International stocks were the best performers in 2005. The MSCI EAFE index, a proxy for international equity markets gained 4.12% for the quarter and 14.02% for the year. Within the foreign developed market sector, Japanese stocks were up 25.5% for the quarter, European stocks gained 9.4%, and Pacific ex- Japan stocks rose 13.8%. International stocks performed well despite a strengthening dollar.

Market Forecast

Paul Torregrosa, PhD, Chief Investment Officer

The economy has shown surprising strength in the face of significant obstacles, including the disruption to businesses and consumers in the Gulf region caused by Hurricane Katrina, high gasoline and natural gas prices, rising interest rates, large trade and budget deficits, and a strengthening dollar. Economists expect 2006 economic growth to be a very respectable 3.2% to 3.5%. Economists believe unemployment will remain around 5% and inflation will fall to 3.0%. Overall, the economy is positioned for moderate growth.

Consumer spending, which represents two-thirds of the economy, is expected to grow more slowly in 2006. Low savings rates, rising interest rates and a softening of the housing market will likely restrain growth. Refinancing and home-equity loans, which have placed billions of dollars into consumers’ pockets in recent years, are expected to decline. One economist estimates that consumers withdrew $887 billion from residential real estate in 2005. That number is expected to fall to $552 billion in 2006 and $363 billion in 2007. Without the easy ability to tap into home equity appreciation, consumer spending is expected to slow to 3.1% in 2006.

Corporations, thanks to continued profit growth and an underinvestment in plant and equipment over the last several years, are expected to increase spending by 8% in 2006. The majority of this spending is expected to go into machinery and equipment. Investment in nonresidential structures is expected to grow by only 4%.

Government spending is forecasted to increase by 3% in 2006. Expenditures for the war on terror, hurricane relief and entitlement programs, such as the new prescription drug benefit, will likely increase faster. With regards to monetary policy, the Federal Reserve is expected to increase the fed funds rate by 0.50% in the first quarter to 4.75%.

Given the economic forecast, the equity market appears relatively attractive. At the end of the 2005, the S&P 500 index stood at 1248 with a P/E ratio of 16. Analysts believe 2006 S&P earnings will be $85.38. If P/Es remain steady, the S&P would close 2006 at 1390, up 11% for the year.

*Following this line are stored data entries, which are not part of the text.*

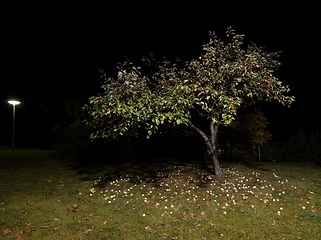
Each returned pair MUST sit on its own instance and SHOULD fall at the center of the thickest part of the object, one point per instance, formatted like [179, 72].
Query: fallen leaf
[6, 231]
[17, 235]
[148, 228]
[90, 229]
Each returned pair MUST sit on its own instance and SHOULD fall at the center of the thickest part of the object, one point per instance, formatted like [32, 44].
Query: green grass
[46, 198]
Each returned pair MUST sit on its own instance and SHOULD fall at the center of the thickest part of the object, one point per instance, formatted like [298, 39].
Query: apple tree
[211, 89]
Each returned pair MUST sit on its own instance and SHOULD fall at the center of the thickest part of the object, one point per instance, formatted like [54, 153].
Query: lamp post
[14, 103]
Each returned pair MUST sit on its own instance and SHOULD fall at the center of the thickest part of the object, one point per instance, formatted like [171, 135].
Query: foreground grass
[45, 198]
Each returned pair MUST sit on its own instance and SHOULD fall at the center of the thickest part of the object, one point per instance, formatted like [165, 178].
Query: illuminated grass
[159, 200]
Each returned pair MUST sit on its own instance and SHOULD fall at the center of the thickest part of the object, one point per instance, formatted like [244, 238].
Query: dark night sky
[49, 49]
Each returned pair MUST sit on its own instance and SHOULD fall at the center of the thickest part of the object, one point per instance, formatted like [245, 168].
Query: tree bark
[211, 144]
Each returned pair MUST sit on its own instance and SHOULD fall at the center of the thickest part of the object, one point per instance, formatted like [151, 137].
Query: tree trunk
[211, 145]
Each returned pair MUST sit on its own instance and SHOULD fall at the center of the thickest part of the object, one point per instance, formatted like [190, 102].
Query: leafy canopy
[213, 86]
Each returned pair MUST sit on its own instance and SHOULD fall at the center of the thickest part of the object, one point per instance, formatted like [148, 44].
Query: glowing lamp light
[14, 103]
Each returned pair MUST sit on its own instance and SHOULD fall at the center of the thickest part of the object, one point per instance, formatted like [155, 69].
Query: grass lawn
[46, 198]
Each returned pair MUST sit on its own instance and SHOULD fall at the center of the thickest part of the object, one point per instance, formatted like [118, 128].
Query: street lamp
[14, 103]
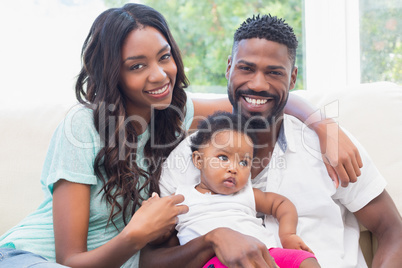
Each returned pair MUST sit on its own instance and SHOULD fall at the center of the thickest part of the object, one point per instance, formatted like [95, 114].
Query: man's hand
[234, 249]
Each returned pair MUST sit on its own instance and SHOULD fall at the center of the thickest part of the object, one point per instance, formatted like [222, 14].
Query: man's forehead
[259, 48]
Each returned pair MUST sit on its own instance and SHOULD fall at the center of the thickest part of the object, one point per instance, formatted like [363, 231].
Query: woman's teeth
[255, 101]
[159, 91]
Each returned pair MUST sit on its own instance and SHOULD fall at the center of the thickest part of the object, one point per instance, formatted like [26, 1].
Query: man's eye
[223, 157]
[245, 68]
[244, 163]
[275, 73]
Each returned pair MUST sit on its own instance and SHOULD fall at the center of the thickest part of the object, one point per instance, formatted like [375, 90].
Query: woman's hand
[156, 217]
[234, 249]
[340, 155]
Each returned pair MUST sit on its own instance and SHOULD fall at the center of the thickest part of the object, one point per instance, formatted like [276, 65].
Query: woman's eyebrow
[164, 48]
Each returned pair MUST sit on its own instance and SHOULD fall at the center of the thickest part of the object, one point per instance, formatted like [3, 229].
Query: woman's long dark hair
[98, 87]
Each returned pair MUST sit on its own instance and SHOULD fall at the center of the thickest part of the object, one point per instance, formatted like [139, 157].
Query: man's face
[259, 78]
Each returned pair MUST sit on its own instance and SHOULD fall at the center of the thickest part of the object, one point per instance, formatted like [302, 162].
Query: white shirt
[210, 211]
[296, 170]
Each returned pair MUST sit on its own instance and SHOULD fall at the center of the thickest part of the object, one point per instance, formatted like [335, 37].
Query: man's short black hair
[217, 122]
[269, 28]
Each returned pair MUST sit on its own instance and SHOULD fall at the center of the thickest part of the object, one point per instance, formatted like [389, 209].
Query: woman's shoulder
[78, 125]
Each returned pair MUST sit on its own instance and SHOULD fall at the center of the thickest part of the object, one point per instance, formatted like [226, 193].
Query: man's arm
[382, 218]
[232, 248]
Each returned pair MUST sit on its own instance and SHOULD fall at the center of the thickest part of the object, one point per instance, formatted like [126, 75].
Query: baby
[223, 152]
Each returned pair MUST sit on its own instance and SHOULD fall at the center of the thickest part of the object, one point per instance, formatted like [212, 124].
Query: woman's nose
[157, 74]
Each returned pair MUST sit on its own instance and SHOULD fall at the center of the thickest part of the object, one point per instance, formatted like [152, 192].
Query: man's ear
[197, 160]
[293, 78]
[228, 67]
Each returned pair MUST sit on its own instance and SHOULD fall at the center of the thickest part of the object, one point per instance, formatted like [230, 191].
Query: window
[350, 42]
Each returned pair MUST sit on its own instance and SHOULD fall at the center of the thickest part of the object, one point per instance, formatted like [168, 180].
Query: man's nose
[258, 82]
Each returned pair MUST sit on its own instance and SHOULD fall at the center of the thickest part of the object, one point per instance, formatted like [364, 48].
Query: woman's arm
[285, 212]
[71, 202]
[232, 248]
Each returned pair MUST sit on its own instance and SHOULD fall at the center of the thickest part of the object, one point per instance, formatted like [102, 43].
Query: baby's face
[225, 162]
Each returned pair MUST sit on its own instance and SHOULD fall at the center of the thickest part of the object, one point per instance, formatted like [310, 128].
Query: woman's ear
[197, 160]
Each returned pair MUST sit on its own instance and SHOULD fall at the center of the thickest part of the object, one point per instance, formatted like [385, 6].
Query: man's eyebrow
[268, 67]
[164, 48]
[246, 63]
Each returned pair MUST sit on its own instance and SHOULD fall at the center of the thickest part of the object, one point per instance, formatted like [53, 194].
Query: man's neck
[266, 140]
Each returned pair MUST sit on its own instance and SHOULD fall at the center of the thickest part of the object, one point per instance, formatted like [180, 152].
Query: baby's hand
[294, 242]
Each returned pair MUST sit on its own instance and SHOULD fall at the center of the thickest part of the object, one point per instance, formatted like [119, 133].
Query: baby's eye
[223, 157]
[243, 163]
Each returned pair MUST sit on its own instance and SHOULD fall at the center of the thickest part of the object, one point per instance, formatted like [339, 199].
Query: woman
[105, 158]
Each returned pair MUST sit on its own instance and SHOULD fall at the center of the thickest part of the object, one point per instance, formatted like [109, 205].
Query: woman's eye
[223, 157]
[245, 68]
[136, 66]
[244, 163]
[166, 56]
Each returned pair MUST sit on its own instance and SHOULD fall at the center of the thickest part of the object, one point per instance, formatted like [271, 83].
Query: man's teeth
[255, 101]
[159, 91]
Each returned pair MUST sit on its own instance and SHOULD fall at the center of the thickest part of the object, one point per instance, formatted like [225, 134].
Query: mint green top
[71, 156]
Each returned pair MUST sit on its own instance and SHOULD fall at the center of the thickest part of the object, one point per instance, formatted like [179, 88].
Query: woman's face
[148, 72]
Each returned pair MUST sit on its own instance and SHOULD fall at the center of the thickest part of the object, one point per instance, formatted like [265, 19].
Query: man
[260, 73]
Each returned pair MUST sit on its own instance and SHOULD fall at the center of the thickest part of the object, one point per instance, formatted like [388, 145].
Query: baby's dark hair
[269, 28]
[217, 122]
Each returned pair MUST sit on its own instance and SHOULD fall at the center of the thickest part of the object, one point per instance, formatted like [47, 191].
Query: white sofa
[371, 112]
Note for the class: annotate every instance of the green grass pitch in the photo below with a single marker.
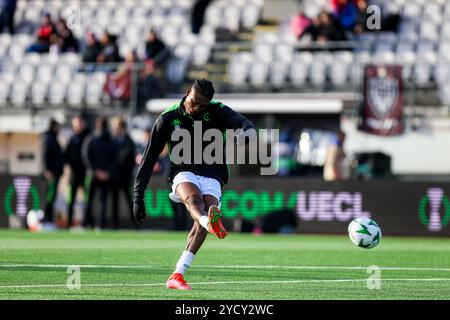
(135, 265)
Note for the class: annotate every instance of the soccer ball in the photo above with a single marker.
(34, 220)
(364, 233)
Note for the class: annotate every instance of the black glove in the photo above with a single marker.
(139, 211)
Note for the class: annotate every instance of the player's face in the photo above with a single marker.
(195, 103)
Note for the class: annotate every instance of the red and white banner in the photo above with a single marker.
(382, 111)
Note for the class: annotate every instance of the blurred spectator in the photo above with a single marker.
(334, 167)
(7, 11)
(118, 84)
(53, 160)
(64, 38)
(198, 15)
(124, 169)
(155, 49)
(299, 24)
(361, 19)
(92, 49)
(99, 154)
(74, 158)
(323, 29)
(110, 50)
(347, 14)
(44, 35)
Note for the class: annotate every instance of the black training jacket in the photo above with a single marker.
(217, 115)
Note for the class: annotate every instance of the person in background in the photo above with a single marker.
(155, 49)
(118, 84)
(7, 11)
(74, 159)
(99, 155)
(299, 24)
(44, 35)
(347, 14)
(92, 49)
(110, 50)
(198, 15)
(64, 38)
(53, 160)
(361, 19)
(334, 167)
(125, 163)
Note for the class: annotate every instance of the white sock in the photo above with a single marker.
(204, 222)
(185, 262)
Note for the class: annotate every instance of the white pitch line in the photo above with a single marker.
(220, 283)
(100, 266)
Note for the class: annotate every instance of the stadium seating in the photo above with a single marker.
(131, 20)
(422, 46)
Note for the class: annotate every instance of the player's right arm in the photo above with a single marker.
(149, 157)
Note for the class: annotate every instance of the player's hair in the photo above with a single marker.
(204, 87)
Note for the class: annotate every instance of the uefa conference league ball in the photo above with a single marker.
(364, 233)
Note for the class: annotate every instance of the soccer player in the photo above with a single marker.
(197, 186)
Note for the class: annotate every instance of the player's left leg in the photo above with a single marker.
(195, 240)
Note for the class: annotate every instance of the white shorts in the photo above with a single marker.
(206, 185)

Given that interest rates are rising and economic growth is slowing, the market’s P/E ratio may fall if investors become less optimistic. If P/Es fell to 15, the S&P would end the year at 1280, a gain of just 2.6%. The market’s P/E has already fallen from 18 to 16 in 2005 in response to higher rates and slower expected earnings growth. If the economy slows, a further drop in P/Es could be expected. A likely scenario is that stocks return between 7% and 9% for the year.